Baywood Hotels won site plan approval for a six-story, 115-room Element Hotel in Dania Beach near a Bass Pro Shops just west of I-95.
The Dania Beach City Commission voted unanimously Tuesday night to also approve variances from the city’s design requirements for the hotel project and a related plat amendment.
Columbia, Maryland-based Baywood Hotels, led by President Al Patel, has a contract to buy the 1.2-acre development site at 300 Gulfstream Way, according to a letter to city staff from Julian Bobiley, an attorney for Baywood. He did not disclose the contract price.
The owner of the two-parcel site on Gulfstream Way is the International Game Fish Association (IGFA), which last month announced a tri-party deal to sell the north parcel to Baywood Hotels and the south parcel to Springfield, Missouri-based Bass Pro Shops.
In a press release last month, IGFA said the sale of the two parcels would bring a total of $20 million.

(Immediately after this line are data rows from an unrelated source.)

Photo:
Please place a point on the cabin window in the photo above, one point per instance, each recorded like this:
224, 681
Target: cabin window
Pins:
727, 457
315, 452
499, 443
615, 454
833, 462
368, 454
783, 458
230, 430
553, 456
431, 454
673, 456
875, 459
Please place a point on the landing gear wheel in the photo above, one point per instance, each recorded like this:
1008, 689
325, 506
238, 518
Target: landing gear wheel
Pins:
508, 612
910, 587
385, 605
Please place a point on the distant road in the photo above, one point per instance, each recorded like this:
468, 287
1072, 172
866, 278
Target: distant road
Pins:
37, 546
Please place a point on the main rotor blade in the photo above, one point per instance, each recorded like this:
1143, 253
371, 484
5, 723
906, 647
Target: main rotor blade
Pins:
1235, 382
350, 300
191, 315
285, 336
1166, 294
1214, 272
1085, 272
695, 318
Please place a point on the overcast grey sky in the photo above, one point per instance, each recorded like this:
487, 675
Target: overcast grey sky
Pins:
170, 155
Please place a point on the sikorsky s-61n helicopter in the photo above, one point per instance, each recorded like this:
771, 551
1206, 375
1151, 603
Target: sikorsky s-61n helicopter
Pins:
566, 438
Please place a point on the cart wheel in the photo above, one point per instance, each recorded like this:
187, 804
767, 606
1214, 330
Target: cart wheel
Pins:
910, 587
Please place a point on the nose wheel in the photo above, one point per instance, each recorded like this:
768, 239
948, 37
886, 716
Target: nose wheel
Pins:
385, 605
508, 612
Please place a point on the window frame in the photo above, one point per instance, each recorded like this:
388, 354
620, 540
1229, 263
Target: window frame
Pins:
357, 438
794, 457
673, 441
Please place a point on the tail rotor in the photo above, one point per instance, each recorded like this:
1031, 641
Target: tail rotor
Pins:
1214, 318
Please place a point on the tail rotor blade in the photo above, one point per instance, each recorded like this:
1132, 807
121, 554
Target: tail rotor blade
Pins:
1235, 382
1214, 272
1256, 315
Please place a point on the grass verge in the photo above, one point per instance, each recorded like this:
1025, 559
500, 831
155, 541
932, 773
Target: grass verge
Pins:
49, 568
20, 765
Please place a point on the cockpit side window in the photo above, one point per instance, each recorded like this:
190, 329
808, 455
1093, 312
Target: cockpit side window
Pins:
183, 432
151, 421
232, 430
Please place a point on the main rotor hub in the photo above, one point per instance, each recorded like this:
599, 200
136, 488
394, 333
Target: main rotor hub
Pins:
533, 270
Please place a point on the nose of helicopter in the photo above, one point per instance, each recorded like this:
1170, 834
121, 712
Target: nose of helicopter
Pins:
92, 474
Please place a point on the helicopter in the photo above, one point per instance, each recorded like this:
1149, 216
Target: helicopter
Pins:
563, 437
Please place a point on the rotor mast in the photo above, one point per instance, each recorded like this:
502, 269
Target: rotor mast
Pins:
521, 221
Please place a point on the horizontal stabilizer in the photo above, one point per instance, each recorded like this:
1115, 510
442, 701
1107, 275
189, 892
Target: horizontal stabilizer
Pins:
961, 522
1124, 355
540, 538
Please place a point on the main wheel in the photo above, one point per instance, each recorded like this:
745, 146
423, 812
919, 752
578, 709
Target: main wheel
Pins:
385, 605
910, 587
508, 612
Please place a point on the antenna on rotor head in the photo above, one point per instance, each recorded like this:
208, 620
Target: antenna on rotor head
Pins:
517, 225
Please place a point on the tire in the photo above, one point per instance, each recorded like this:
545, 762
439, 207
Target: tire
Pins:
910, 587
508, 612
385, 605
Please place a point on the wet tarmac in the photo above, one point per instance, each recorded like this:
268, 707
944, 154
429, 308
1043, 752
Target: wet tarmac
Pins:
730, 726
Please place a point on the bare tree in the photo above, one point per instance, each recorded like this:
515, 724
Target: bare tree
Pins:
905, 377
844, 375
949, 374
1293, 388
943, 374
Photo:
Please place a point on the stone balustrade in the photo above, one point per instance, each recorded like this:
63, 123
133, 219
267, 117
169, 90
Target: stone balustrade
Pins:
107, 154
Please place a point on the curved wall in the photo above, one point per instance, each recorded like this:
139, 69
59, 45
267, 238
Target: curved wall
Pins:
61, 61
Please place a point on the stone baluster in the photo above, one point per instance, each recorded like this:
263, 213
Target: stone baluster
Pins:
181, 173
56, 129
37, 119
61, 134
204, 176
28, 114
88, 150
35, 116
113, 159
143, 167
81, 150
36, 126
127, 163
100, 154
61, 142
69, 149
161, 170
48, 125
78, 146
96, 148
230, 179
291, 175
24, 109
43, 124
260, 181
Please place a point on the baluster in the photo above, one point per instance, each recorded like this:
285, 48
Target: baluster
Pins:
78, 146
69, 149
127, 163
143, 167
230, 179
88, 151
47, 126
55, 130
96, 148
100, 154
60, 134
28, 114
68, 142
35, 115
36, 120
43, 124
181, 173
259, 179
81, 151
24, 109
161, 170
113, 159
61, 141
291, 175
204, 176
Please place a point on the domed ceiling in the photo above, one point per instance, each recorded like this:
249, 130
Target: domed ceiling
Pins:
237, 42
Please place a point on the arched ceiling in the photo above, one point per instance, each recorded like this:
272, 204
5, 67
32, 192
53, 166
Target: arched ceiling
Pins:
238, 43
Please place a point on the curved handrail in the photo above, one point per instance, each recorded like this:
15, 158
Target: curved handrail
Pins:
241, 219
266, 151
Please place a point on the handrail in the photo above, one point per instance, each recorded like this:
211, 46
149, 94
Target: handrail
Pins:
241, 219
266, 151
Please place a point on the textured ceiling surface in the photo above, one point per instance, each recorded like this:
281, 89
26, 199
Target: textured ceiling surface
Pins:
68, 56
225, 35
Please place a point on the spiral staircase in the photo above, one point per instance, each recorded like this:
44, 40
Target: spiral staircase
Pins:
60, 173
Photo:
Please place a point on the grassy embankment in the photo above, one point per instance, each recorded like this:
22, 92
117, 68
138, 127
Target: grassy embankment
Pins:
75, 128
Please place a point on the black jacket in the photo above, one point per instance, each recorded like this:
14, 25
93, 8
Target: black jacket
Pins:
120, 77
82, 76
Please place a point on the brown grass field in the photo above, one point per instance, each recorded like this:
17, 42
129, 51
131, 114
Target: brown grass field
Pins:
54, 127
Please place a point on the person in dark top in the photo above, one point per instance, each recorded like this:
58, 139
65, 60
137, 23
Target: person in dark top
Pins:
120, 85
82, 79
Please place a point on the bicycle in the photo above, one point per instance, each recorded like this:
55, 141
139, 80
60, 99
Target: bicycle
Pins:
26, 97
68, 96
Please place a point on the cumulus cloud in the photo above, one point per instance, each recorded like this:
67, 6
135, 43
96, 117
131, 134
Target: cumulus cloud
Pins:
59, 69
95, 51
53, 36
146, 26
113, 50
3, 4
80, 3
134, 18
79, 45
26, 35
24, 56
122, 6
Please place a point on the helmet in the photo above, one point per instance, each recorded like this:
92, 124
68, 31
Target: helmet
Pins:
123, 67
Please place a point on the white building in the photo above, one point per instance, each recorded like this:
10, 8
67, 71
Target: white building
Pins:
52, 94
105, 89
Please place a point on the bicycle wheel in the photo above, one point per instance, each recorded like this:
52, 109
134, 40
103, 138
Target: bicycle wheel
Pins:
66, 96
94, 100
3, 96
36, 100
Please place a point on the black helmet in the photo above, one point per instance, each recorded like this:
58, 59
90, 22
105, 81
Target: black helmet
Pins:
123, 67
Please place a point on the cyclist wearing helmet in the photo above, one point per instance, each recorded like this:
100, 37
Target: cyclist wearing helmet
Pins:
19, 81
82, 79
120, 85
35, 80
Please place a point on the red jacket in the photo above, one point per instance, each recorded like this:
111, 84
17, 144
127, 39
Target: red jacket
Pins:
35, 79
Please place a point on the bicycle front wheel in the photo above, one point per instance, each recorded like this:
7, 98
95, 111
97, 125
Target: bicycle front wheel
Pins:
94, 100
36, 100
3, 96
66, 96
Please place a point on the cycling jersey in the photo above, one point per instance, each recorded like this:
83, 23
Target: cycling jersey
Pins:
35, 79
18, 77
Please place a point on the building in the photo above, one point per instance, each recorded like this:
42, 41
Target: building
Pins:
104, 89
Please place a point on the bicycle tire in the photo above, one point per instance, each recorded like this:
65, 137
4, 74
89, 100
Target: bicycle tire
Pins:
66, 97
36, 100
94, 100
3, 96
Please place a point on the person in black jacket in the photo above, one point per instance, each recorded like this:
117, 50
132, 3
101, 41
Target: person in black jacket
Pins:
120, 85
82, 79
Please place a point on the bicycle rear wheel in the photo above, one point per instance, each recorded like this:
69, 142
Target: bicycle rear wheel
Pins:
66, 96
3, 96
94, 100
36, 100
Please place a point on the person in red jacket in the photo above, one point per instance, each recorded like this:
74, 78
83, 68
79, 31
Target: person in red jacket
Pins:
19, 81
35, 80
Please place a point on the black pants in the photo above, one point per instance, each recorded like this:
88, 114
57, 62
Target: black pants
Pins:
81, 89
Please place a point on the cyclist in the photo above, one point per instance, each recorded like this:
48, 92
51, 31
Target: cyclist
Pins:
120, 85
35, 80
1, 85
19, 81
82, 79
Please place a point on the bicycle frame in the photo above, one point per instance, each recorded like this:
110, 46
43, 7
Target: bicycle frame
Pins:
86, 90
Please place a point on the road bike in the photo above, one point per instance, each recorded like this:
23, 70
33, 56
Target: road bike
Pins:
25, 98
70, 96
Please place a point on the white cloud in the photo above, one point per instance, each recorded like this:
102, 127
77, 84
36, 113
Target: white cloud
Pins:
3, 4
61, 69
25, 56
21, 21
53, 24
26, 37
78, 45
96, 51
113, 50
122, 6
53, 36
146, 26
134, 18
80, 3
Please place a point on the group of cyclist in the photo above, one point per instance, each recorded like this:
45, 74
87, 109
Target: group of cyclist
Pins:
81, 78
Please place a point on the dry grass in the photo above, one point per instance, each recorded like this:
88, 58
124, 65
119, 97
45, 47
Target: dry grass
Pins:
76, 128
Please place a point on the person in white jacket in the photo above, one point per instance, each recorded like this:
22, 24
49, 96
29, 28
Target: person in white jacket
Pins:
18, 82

The association said $15.5 million of the proceeds would add to its endowment fund, and $4.5 million would be used to prepay rent at a future office location.
A building that serves as the headquarters of IGFA now occupies the site at 300 Gulfstream Way. The building also housed the IGFA Fishing Hall of Fame until it relocated in 2015 to a museum and aquarium complex in Bass Pro Shops’ headquarters city of Springfield, Missouri, according to the press release.
The IGFA also said in the release that it opened its headquarters and hall of fame on Gulfstream Way in 1999 “thanks to a generous land donation” by Johnny Morris, founder of Bass Pro Shops and trustee emeritus of IGFA.
Baywood Hotels successfully proposed four variances from code requirements for its Element Hotel development.
The Dania Beach City Commission allowed the hotel’s height to be six stories instead of the standard maximum of five stories. The building closest to the development site is a six-story Courtyard by Marriott. The commission also reduced the required setbacks and the required amount of landscaping in vehicular use areas and on the west side of the property’s perimeter.
The planned hotel, which would rise near Fort Lauderdale Hollywood International Airport, is designed at 85 feet and 6 inches tall, including the height of an architectural feature. But the Broward County Aviation Department determined on Sept. 16 that the planned hotel would not pierce any protected airspace.
In September of last year, Baywood Hotels sold the eight-story, 96-key Hilton Garden Inn Miami Beach for $28 million. A joint venture of Montford Group and Opterra Capital bought the hotel at 2940 Collins Avenue.
Baywood’s other hotels in South Florida include the La Quinta Inn & Suites Miami Airport West/Doral, the Home2 Suites by Hilton / Tru Miami Airport South Blue Lagoon, and the AC Hotel Miami Airport West/Doral.